I am now reading Ronen Bergman’s book, ‘Rise and Kill First: The Secret History of Israel’s Targeted Assassinations’. It is an illuminating book. So much to learn about how we humans damage each other beyond repair until we yearn to ‘Rise and Kill First’ to avoid being ‘lambs to the slaughter.’
Here is an extract from an early section of the book:
Ben-Gurion foresaw that a Jewish state would soon be established in Palestine and that the new nation would immediately be forced to fight a war against Arabs in Palestine and repel invasions by the armies of neighboring Arab states. The Haganah command thus also began secretly preparing for this all-out war, and as part of the preparations, an order code-named Zarzir (or Starling) was issued, providing for the assassination of the heads of the Arab population of Palestine. WHILE THE HAGANAH SLOWLY stepped up the use of targeted killings, the radical undergrounds had their killing campaign in full motion, trying to push the British out of Palestine.

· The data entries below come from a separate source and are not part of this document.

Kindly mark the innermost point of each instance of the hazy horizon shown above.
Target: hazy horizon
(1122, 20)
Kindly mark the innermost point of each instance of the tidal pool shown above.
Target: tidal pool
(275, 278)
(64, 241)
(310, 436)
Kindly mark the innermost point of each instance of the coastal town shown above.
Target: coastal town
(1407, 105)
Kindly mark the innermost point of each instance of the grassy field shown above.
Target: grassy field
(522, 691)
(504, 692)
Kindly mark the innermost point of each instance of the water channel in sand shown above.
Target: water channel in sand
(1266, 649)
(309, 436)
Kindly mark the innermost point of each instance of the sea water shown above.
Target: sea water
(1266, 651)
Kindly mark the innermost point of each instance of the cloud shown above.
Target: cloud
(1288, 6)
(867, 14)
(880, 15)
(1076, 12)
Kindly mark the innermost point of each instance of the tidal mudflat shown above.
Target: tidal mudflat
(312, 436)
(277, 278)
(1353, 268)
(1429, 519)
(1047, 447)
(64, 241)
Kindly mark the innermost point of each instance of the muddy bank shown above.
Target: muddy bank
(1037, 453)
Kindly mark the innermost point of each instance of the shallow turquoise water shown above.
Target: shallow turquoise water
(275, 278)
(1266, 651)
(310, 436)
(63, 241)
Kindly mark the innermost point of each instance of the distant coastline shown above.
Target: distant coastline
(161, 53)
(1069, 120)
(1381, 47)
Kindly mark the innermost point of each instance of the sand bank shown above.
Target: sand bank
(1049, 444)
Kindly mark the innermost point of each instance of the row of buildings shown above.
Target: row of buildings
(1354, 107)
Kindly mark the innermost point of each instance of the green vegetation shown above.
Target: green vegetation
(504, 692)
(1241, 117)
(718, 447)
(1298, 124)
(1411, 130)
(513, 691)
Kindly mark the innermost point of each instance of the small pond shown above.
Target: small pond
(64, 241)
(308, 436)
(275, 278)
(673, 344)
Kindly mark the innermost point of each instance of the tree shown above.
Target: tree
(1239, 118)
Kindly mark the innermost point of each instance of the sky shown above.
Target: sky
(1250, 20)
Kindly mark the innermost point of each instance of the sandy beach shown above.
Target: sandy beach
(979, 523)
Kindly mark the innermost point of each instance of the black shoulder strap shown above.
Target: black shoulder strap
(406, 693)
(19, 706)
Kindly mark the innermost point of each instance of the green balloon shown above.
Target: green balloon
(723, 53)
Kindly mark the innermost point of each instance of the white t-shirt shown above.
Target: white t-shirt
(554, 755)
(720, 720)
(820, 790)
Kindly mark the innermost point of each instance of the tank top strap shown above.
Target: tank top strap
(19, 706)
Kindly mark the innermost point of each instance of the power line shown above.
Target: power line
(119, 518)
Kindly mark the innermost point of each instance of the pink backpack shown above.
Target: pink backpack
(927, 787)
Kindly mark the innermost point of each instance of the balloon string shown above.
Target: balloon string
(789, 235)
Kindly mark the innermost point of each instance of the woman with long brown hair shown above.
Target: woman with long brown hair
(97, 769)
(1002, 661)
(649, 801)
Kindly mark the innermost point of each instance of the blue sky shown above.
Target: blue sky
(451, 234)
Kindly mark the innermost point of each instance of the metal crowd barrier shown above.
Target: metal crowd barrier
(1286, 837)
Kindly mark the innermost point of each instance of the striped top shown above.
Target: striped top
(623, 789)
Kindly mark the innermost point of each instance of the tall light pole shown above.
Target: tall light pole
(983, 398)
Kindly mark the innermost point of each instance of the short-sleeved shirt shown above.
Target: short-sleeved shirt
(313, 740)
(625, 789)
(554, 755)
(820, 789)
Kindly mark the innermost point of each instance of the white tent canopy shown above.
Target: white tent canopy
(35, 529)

Yitzhak Shamir, now in command of Lehi, resolved not only to eliminate key figures of the British Mandate locally—killing CID personnel and making numerous attempts to do the same to the Jerusalem police chief, Michael Joseph McConnell, and the high commissioner, Sir Harold MacMichael—but also Englishmen in other countries who posed a threat to his political objective. Walter Edward Guinness, more formally known as Lord Moyne, for example, was the British resident minister of state in Cairo, which was also under British rule. The Jews in Palestine considered Moyne a flagrant anti-Semite who had assiduously used his position to restrict the Yishuv’s power by significantly reducing immigration quotas for Holocaust survivors. Shamir ordered Moyne killed. He sent two Lehi operatives, Eliyahu Hakim and Eliyahu Bet-Zuri, to Cairo, where they waited at the door to Moyne’s house. When Moyne pulled up, his secretary in the car with him, Hakim and Bet-Zuri sprinted to the car. One of them shoved a pistol through the window, aimed it at Moyne’s head, and fired three times. Moyne gripped his throat. “Oh, they’ve shot us!” he cried, and then slumped forward in his seat. Still, it was an amateurish operation. Shamir had counseled his young killers to arrange to escape in a car, but instead they fled on slow-moving bicycles. Egyptian police quickly apprehended them, and Hakim and Bet-Zuri were tried, convicted, and, six months later, hanged.
But, as the author then goes on to say, many more atrocities against the British ensued, and the perpetrators were named as “a new group of gangsters” by Churchill.
As India obtained independence from the British Empire, so finally the costs of maintaining a Palestinian Protectorate became too costly and the role of the British in Palestine was replaced with the new state of Israel. The armed forces and intelligence community sprang out of ‘ the men who fought that bloody underground war – guerrillas, assassins, terrorists.’
A surprising (to me) piece of history was how during WW2, the Nazi presence replaced the British through the existing German Templer sect who had settled in Palestine in the late 1800s. See:
https://www.bbc.co.uk/news/magazine-22276494
Their presence was eliminated by those Jews who went to Europe and witnessed the atrocities of the Holocaust.
And those who have been slaughtered like lambs will now ‘Rise and Kill First’.
I have been trying to understand this perpetual cycle where people living peacefully somewhere on earth find themselves rounded up and slaughtered by others they never knew and for reasons they don’t understand. Once the bloody tale is related, others rise up to seek revenge and the killing cycle continues as it has throughout human history.
This seems to be an inbuilt mechanism triggered by an emotion we recognise as hatred. But it is also a disgust in that part of us which simply seeks to live in peace and love our fellow man.